Aside of Christ, one of the best illustrations of sacrificial love that we have in Scripture, is that of the Apostle Paul. He was a polarizing man. Some loved him, but many hated him. He was harassed, persecuted, and eventually killed, yet still managed to love in spite of it all. He had love for Jesus that exposed latent hatred in others, but didn’t flinch when that hatred rose up against him. Instead, he loved them in return. He wrote, with utmost sincerity, about his personal desire to trade places with the unsaved Jews and go to hell in their stead (Ro.9:2-5). The same men who made Paul the target of their loathing became the target of Paul’s love. Sadly, this kind of love is hard to find, even among Christians.

Cheap love is priceless in our culture

The American church is full of people who will never have the chance to love like this. The reason being, they have no enemies. The love they have for Jesus isn’t deep enough (or visible enough) to incense anybody, and, as a result, no one really opposes them. They get along with everyone. Nobody actually hates them, and, consequently, no one is truly loved by them. Christians in this way, aren’t much different than the world. They go on loving whoever they like, giving their life in small increments, only to those who love them in return. They don’t polarize like Paul and they don’t enrage people like Stephen. They’re nice. All men speak well of them, and Jesus doesn’t like it.

A love so strong, it overpowers the natural instincts of self-interest, self-preservation, and pride…a love so precious, it’s fought to be kept

What would it take for us to love like the people we read about in Bibles & biographies? What do we need in order to live in a way that makes our love more than merely emotional, but visible, so that the whole world sees it, and “knows that we are Christ’s disciples”? Is love like this even possible for people like you and me, or is it only given to guys like Paul & James?

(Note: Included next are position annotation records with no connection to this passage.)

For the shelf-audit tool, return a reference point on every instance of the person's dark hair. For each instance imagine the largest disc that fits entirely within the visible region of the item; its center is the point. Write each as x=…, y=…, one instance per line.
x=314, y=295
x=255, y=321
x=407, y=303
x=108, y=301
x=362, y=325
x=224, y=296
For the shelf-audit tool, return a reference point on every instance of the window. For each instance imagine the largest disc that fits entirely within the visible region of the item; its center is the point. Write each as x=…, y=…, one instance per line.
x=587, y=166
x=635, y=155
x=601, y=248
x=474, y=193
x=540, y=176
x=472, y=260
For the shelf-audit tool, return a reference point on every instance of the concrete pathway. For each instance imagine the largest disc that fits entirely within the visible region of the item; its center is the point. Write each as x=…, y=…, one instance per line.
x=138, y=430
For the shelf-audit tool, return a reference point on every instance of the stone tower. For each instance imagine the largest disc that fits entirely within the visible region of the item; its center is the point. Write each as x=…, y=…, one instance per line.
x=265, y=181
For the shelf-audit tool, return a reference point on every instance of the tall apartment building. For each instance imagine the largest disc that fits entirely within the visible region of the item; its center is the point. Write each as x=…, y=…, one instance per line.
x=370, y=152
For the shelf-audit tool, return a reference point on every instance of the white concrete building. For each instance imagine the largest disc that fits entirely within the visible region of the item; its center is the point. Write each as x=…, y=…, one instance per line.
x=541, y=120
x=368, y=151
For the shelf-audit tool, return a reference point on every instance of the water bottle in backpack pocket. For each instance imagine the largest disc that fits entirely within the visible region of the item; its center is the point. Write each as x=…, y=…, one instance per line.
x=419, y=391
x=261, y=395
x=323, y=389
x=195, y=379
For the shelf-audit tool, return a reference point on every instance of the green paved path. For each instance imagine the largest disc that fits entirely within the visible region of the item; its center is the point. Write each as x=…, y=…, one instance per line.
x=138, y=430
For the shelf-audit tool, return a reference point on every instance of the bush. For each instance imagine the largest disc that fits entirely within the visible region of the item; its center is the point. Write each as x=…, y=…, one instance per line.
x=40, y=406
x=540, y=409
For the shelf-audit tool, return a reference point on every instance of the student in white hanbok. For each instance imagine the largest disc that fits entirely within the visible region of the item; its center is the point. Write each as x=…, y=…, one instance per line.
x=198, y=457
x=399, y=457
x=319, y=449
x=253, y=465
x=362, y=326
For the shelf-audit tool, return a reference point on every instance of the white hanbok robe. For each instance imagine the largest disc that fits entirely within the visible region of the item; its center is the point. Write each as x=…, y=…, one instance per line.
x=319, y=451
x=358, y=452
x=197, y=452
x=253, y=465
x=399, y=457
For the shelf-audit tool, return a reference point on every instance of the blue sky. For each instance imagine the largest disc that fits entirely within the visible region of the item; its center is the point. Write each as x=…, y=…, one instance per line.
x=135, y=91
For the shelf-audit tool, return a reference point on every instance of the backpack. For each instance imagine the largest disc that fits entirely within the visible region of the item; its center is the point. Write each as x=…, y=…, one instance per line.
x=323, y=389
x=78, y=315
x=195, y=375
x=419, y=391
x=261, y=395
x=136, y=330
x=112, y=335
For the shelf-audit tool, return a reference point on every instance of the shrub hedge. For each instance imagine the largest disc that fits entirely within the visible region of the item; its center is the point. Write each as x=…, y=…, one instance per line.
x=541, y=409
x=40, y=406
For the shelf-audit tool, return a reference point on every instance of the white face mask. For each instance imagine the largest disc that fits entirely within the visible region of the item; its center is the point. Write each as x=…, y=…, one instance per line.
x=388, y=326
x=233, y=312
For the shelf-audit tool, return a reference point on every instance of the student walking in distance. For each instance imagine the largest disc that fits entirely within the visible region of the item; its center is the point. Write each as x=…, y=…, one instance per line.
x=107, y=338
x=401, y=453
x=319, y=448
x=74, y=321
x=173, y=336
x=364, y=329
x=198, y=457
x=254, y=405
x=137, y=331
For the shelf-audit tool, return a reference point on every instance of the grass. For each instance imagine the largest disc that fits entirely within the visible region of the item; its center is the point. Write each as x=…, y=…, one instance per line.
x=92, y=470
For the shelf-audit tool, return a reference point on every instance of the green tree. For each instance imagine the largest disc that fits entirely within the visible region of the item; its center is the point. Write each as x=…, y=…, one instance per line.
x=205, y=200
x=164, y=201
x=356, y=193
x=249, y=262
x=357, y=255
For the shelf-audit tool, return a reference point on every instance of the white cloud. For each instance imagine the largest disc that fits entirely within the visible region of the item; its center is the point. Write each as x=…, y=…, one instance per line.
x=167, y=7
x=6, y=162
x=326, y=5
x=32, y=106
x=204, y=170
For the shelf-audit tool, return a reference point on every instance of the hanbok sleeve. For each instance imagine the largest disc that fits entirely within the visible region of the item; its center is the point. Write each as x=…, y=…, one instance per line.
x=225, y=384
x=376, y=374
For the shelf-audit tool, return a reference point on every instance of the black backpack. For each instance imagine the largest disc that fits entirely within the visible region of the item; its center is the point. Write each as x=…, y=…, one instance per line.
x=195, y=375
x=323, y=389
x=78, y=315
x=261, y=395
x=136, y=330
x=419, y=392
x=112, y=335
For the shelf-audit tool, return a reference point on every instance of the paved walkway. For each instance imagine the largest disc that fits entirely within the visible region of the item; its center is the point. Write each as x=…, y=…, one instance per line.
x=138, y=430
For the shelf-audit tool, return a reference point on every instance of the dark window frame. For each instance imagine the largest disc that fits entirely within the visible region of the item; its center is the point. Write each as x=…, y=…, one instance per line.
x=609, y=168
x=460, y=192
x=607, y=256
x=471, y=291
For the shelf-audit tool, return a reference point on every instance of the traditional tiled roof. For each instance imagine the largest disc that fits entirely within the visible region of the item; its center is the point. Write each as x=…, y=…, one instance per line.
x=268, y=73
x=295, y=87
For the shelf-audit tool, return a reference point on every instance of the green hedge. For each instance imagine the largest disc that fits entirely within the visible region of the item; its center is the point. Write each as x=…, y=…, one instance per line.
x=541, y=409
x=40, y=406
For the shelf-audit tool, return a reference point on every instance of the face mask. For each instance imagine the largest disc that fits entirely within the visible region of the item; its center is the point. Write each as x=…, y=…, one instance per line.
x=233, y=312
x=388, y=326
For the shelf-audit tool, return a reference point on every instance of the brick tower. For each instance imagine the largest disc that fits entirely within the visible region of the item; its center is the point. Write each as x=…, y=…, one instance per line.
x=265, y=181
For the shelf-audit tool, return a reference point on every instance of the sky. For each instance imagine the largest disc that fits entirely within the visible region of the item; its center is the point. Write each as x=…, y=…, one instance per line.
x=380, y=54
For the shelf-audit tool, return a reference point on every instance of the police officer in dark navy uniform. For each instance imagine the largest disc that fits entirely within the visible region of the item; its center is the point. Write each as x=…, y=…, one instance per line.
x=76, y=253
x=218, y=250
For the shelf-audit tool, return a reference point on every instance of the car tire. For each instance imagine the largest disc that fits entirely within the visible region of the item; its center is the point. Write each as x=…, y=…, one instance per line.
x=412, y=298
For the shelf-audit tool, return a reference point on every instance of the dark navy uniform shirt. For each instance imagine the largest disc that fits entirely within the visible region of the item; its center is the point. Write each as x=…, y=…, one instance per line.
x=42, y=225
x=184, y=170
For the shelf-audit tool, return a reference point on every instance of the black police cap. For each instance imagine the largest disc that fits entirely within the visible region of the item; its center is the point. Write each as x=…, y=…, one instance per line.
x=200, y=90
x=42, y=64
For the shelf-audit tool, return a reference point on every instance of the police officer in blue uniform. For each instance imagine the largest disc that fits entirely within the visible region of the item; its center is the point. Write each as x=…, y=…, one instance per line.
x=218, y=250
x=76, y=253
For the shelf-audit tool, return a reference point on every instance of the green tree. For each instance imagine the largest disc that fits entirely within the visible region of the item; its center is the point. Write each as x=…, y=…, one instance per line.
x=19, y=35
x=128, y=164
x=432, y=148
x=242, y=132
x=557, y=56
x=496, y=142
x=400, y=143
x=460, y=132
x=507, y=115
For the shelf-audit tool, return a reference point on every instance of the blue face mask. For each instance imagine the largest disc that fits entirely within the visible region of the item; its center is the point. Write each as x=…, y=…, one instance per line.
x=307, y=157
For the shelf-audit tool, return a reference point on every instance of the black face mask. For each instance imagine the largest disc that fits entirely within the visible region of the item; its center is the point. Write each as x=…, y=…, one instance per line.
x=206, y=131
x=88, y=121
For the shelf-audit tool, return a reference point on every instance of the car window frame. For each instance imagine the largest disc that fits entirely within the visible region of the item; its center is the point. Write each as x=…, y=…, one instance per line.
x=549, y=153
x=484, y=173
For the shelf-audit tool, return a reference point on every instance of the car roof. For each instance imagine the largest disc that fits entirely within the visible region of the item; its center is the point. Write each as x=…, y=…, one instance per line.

Be assured, it’s not God’s desire that love be withheld from anyone. He doesn’t have a limited supply from which He rations it out only to His favorites. Love like this is available to anybody, in great measure, but it comes at a cost. Real love is expensive. Very expensive. Love like this requires becoming the target of animosity & attack. It will mean suffering injustice, receiving opposition, & enduring persecution. And for that to happen, we’ll need the help of our enemies. We can’t do this without them. If you have no real enemies, it’s impossible to fulfill Christ’s command to love them. And if you only love Jesus secretly, you’ll never have any real enemies. This is where it all begins. Only when we’re hated by the world for our undying, undeniably visible love toward Christ will we have a chance to love like this.

Therefore: Love Jesus passionately, and love your enemies unflinchingly

(And don’t blame serotonin for what happens next).